Brickman & Glimmercat
Glimmercat Glimmercat
You know, I've been dreaming about building a tiny mechanical thing that can solve a Rubik's cube all by itself—like a little whirligig that flips its own colors. You’re a wizard with wood and gears—think you can help me sketch out something that actually works?
Brickman Brickman
Sure thing. Start with a sturdy base—some plywood or MDF cut to about 10 by 10 centimeters, with a hole in the middle to mount the motor. Attach a small DC gear motor to the center, and slip a 4-tooth gear on its shaft. Around that gear, mount a 24-tooth gear that will drive the cube. The cube itself needs a rack‑and‑pinion or a simple cam system to rotate each face. Keep the whole thing under a centimeter tall so it fits in a cube. Use a simple microcontroller—Arduino Nano is fine—wired to the motor with a driver chip like an L298N. Program the standard 2‑phase algorithm for a 3×3, and let the robot run those moves.
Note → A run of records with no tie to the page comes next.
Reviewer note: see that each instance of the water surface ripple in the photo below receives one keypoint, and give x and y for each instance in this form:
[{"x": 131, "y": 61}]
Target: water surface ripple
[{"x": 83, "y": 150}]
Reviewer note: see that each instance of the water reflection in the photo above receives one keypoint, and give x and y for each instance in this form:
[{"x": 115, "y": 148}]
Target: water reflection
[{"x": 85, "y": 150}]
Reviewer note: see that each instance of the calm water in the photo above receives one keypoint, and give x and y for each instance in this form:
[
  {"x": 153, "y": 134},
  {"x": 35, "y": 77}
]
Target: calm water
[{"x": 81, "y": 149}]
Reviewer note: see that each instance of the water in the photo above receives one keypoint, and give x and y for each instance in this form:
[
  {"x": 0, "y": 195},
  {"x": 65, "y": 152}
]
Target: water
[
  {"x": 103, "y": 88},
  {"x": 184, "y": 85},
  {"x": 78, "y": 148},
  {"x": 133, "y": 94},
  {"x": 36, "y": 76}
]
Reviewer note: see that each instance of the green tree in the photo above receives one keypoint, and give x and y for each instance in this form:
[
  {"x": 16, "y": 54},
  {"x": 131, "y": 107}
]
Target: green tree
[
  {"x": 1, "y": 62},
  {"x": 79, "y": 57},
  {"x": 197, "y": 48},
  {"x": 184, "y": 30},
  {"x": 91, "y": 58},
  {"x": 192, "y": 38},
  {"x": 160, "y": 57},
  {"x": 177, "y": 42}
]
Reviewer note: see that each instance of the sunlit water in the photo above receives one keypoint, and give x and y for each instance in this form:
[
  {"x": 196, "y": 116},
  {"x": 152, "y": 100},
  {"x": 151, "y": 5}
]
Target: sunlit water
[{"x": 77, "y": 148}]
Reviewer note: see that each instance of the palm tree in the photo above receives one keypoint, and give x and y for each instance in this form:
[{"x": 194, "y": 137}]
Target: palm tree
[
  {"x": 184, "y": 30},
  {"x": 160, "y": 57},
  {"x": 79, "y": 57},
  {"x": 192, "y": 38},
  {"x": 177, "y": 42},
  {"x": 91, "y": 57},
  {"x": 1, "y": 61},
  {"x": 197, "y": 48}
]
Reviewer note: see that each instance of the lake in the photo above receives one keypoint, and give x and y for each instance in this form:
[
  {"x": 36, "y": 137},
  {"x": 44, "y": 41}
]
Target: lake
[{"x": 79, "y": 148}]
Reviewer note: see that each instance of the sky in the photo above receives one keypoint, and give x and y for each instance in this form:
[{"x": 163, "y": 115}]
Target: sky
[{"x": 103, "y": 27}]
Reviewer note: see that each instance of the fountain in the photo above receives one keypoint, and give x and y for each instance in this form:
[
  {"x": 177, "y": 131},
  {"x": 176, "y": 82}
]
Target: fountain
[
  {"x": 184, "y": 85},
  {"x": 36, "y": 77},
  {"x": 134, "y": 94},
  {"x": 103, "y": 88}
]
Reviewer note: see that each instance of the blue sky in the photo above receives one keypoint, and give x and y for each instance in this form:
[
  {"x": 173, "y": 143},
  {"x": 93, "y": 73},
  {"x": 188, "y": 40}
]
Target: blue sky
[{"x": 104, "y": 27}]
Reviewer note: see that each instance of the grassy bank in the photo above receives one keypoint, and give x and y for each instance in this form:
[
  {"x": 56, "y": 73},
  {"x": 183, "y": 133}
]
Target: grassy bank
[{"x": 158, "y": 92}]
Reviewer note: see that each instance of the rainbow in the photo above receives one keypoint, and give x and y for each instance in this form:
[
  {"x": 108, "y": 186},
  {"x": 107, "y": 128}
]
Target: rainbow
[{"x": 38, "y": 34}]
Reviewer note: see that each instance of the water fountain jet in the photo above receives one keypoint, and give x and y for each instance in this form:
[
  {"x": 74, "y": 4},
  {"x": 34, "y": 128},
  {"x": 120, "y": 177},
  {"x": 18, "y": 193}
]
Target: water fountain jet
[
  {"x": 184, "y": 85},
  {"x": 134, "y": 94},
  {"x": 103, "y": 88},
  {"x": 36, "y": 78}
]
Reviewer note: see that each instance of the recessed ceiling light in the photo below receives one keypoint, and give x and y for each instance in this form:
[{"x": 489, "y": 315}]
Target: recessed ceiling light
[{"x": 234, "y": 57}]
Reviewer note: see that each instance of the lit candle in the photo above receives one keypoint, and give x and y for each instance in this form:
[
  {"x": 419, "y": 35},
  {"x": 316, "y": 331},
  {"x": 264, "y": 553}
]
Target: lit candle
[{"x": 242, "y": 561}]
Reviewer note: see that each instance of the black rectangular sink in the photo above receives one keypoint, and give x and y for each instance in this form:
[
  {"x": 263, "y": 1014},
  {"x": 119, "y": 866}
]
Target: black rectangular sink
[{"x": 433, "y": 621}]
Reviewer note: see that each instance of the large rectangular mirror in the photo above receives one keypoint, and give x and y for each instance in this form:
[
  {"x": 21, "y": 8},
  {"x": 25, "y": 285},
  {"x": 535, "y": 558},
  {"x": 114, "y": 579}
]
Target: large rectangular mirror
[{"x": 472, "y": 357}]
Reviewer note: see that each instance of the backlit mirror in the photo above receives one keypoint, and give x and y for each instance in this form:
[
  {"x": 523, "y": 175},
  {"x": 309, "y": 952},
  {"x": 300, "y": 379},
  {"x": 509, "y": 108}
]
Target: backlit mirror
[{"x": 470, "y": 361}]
If you’re good with wood, you can carve a small cradle to hold the cube in place. That’s the basic sketch. Once you build it, test with a cheap rubber cube, tweak the gear ratios if it skips a step, and you’ll have a self‑solving little whirligig. Good luck, and remember: if the motor stalls, just hit it with a hammer a few times—works for most things.